Dit alles leidt tot de conclusie dat er geen gronden zijn om [verweerder 1] als bestuurder te ontslaan. Het verzoek daartoe zal daarom worden afgewezen.
Ontslag [verweerder 2] en [verweerder 3]
4.25.
[verzoeker] heeft deze verzoeken ingesteld voor het geval geoordeeld wordt dat [verweerder 3] en [verweerder 2] rechtsgeldig zijn benoemd tot bestuurder van de Stichting. De rechtbank is van oordeel dat dit laatste het geval is. Geoordeeld is immers dat [verweerder 1] niet vrijwillig zijn ontslag als bestuurder heeft ingediend.
4.26.
[verzoeker] legt aan zijn verzoek tot ontslag ten grondslag dat [verweerder 3] en [verweerder 2] op de hoogte zijn van het financiële wanbeheer van de Stichting door [verweerder 1] en niet is gebleken dat zij sinds hun aanstelling enige actie hebben ondernomen om de onbehoorlijke taakvervulling door [verweerder 1] te stoppen. Op die manier is sprake van verwaarlozing van hun taak dan wel van andere gewichtige redenen zoals bedoeld in artikel 2:298 BW (nieuw).
4.27.
Hiervoor is echter al geoordeeld dat het gestelde financieel wanbeheer door [verweerder 1] niet is komen vast te staan (zie 4.18-4.20). Hiermee is de feitelijke grondslag aan de verzoeken tot ontslag van [verweerder 2] en [verweerder 3] komen te ontvallen, zodat deze zullen worden afgewezen.
Benoeming drie onafhankelijke bestuurders
4.28.
Ook het verzoek van [verzoeker] om drie onafhankelijke bestuurders te benoemen wordt afgewezen.

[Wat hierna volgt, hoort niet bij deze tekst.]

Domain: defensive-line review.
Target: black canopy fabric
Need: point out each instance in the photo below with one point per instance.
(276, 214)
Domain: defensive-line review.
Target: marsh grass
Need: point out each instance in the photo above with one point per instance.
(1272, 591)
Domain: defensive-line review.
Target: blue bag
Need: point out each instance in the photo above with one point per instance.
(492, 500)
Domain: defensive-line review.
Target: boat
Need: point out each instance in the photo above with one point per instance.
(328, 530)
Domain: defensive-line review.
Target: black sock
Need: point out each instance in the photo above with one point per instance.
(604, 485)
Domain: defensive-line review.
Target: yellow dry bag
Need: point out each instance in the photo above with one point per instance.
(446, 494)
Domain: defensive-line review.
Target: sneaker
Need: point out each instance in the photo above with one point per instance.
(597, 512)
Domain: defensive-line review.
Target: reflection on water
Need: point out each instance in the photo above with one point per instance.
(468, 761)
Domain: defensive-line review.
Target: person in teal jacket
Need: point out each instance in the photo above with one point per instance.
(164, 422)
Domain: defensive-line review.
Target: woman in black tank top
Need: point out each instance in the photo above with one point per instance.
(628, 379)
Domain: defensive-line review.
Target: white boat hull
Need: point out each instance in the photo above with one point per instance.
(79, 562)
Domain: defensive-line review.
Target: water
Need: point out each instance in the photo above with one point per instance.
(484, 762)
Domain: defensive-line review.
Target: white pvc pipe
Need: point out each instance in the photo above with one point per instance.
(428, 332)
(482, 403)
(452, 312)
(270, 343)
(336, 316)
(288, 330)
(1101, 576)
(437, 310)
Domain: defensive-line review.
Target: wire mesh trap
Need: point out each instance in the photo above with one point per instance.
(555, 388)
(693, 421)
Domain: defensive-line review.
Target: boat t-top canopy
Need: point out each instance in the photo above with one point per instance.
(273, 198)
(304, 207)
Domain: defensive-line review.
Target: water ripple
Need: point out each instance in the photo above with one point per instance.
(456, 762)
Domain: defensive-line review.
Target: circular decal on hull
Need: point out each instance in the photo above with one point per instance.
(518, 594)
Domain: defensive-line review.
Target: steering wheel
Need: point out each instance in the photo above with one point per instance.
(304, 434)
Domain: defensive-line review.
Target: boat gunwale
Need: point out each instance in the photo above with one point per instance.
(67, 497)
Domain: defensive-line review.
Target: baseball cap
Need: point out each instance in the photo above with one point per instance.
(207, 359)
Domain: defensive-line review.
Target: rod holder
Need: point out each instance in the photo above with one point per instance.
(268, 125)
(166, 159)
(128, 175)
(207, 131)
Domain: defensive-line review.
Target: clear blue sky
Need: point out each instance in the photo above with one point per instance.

Aangezien geoordeeld is dat [verweerder 1] nog altijd bestuurder is en de verzoeken tot ontslag van [verweerder 1] , [verweerder 2] en [verweerder 3] worden afgewezen, heeft de Stichting immers thans een bestuur.
Proceskosten
4.29.
[verzoeker] is de partij die ongelijk krijgt en hij zal daarom in de proceskosten worden veroordeeld. In de beschikking van 22 december 2022 is [verzoeker] eveneens in de proceskosten veroordeeld, waaronder het door de Stichting betaalde griffierecht. Het griffierecht zal dus niet nogmaals voor zijn rekening komen. Tot aan deze beschikking worden de proceskosten aan de kant van de Stichting als volgt vastgesteld:
- salaris advocaat
€ 1.196,00 (2 punten x tarief € 598,00)
Totaal € 1.196,00

5.De beslissing

De rechtbank
5.1.
wijst de verzoeken af,
5.2.
veroordeelt [verzoeker] in de proceskosten, aan de kant van de Stichting tot op heden begroot op € 1.196,00,
5.3.
verklaart de beschikking wat betreft de kostenveroordeling uitvoerbaar bij voorraad.
Deze beschikking is gegeven door mr. S.M. Auwerda en in het openbaar uitgesproken op 24 juli 2023. [3]

Voetnoten

1.HR 12 oktober 2018, ECLI:NL:HR:2018:1900
2.ECLI:NL:HR:2000:AA5319, r.o. 3.2.2.